Monday, June 20, 2011

Lou Volpe, Here and Now Review




Lou Volpe has an outstanding professional resume. He has appeared as a sideman with many great jazz and pop artists. A partial list includes Herbie Hancock, Chet Baker, Herbie Mann, Peggy Lee and the Manhattan Transfer. Volpe was a student of Sal Salvador and spent quite a bit of time in jam sessions with Les Paul.

Here and Now recording is largely original material. Titles include “Astral Island,” “Hear and Now,” “Live Wires” and “Blue Boppa.” “Prince Charming” is a straight-ahead shuffle blues and there is a nice Latin treatment of the classic jazz standard “Softly As In A Morning Sunrise.”

Volpe has a strong blues influence present in his phrasing. His tone is the very traditional and contains a familiar big and round hollow-body sound. His phrasing changes from ultra funky to be bop as the tune dictates. His single-note lines are well crafted and executed.

The surrounding cast on this recording is comprised of veteran jazz players. Onaje Allan Gumbs (piano), Bob Cranshaw (bass) and Buddy Williams (drums) provide the perfect backing for Volpe’s guitar work.

Fans of both Mainstream and Smooth Jazz should enjoy this effort by Volpe and company. There are enough different grooves here to appeal to each type of listener.
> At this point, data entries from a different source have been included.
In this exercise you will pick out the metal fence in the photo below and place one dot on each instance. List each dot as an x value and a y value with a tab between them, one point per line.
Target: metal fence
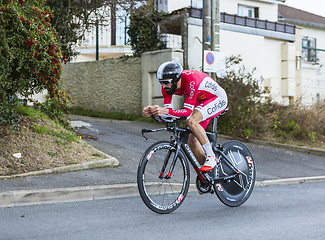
257	23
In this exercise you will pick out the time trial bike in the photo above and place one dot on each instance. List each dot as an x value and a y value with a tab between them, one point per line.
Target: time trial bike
163	176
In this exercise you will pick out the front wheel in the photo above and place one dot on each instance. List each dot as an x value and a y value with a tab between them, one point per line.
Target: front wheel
234	192
160	190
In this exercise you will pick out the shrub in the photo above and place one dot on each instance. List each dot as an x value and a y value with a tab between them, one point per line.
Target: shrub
30	54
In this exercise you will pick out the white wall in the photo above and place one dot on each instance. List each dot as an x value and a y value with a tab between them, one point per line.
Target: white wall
313	75
178	4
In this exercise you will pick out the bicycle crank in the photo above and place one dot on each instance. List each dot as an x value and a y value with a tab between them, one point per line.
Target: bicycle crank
204	187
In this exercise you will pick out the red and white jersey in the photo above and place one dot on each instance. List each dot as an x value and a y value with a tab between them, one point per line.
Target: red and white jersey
198	89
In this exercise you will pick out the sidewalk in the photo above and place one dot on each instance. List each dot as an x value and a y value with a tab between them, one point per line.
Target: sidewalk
74	183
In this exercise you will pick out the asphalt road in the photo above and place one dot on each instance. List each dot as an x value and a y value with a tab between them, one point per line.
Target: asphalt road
274	212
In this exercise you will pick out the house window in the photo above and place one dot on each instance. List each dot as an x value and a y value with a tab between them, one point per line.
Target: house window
309	52
247	11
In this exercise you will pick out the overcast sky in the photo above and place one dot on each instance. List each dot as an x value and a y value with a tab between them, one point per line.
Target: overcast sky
313	6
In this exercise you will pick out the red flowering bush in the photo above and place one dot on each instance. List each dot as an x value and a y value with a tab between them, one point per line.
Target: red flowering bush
30	53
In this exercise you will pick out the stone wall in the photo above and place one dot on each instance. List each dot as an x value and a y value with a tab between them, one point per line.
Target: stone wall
112	85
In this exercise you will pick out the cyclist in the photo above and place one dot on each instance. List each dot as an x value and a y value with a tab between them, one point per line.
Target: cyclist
204	100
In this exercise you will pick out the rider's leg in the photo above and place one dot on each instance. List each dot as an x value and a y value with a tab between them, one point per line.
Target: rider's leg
194	123
196	148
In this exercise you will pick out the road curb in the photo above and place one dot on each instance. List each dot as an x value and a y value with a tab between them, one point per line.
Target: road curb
88	193
107	162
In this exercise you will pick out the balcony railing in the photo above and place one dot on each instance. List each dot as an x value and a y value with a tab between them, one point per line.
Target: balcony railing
258	23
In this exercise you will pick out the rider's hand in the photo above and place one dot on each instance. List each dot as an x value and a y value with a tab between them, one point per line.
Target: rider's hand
147	111
158	111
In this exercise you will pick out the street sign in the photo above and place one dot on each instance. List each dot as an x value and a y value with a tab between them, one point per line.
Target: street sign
215	62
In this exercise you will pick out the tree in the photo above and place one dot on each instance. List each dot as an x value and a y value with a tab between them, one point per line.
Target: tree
143	30
30	53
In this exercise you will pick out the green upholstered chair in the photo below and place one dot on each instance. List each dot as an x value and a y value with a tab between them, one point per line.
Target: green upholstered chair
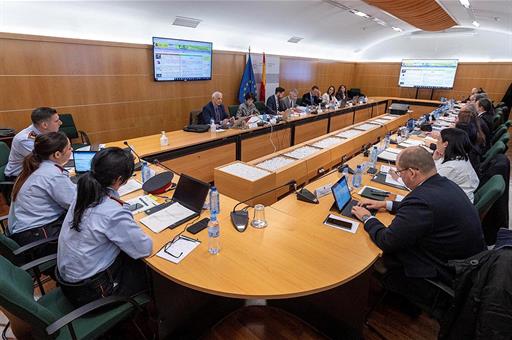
489	193
501	130
19	256
233	109
5	186
497	148
261	107
69	128
53	316
193	117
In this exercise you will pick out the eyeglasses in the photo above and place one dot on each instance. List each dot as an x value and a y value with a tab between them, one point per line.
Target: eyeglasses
397	172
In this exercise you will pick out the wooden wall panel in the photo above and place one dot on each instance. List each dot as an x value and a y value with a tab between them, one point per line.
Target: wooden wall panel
381	79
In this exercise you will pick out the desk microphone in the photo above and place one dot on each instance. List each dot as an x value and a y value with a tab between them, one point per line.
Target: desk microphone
240	218
138	165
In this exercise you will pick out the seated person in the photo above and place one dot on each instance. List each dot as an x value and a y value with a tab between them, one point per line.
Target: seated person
247	108
42	192
312	97
452	160
273	102
342	93
485	112
433	224
290	101
214	110
329	96
100	242
44	120
479	136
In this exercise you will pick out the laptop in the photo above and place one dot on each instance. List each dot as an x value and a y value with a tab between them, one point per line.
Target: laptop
343	201
82	160
190	193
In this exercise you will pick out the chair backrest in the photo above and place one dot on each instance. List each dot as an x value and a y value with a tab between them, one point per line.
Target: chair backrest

Volpe has been around the Jazz Guitar scene for quite a while, and it’s a pleasure to see a new recording with him as the bandleader.


Maybe because I was raised around a family full of musicians, and many of them playing the guitar, I’m attracted to guitar based music, even though my own skills are minimal. I love the sound and the abilities and capabilities of each musician, and I appreciate a lot of it.
Perhaps this is why upon hearing Hear And Now by Lou Volpe, I hear a sense of home or a homecoming. No, Volpe doesn’t have (to my knowledge) any roots in Hawai’i, but I mean music that sounds like the comforts of home, in that he sounds comfortable in what and how he plays. Volpe has done session work and has played live with many musicians in his career, and this is just an additional thread in the fabric of sounds he has shared with the world.
Volpe may play jazz but he’s not limited to just jazz, nor is he a jazz purist like some musicians make themselves to be. On this album, he plays the hell out of his guitar but it’s not a blitzkrieg or anything. It’s just someone who loves to play and does so with incredible skill.
It goes back to some of the jazz guitarists of the 1960′s like Wes Montgomery and Pat Martino where the beauty in what he plays is, well, what he plays. I love the phrasing on this and how it feels like a casual conversation to whomever is willing to listen. This is the kind of jazz I could listen to all day, and the kind of jazz that may make your Sunday mornings even better.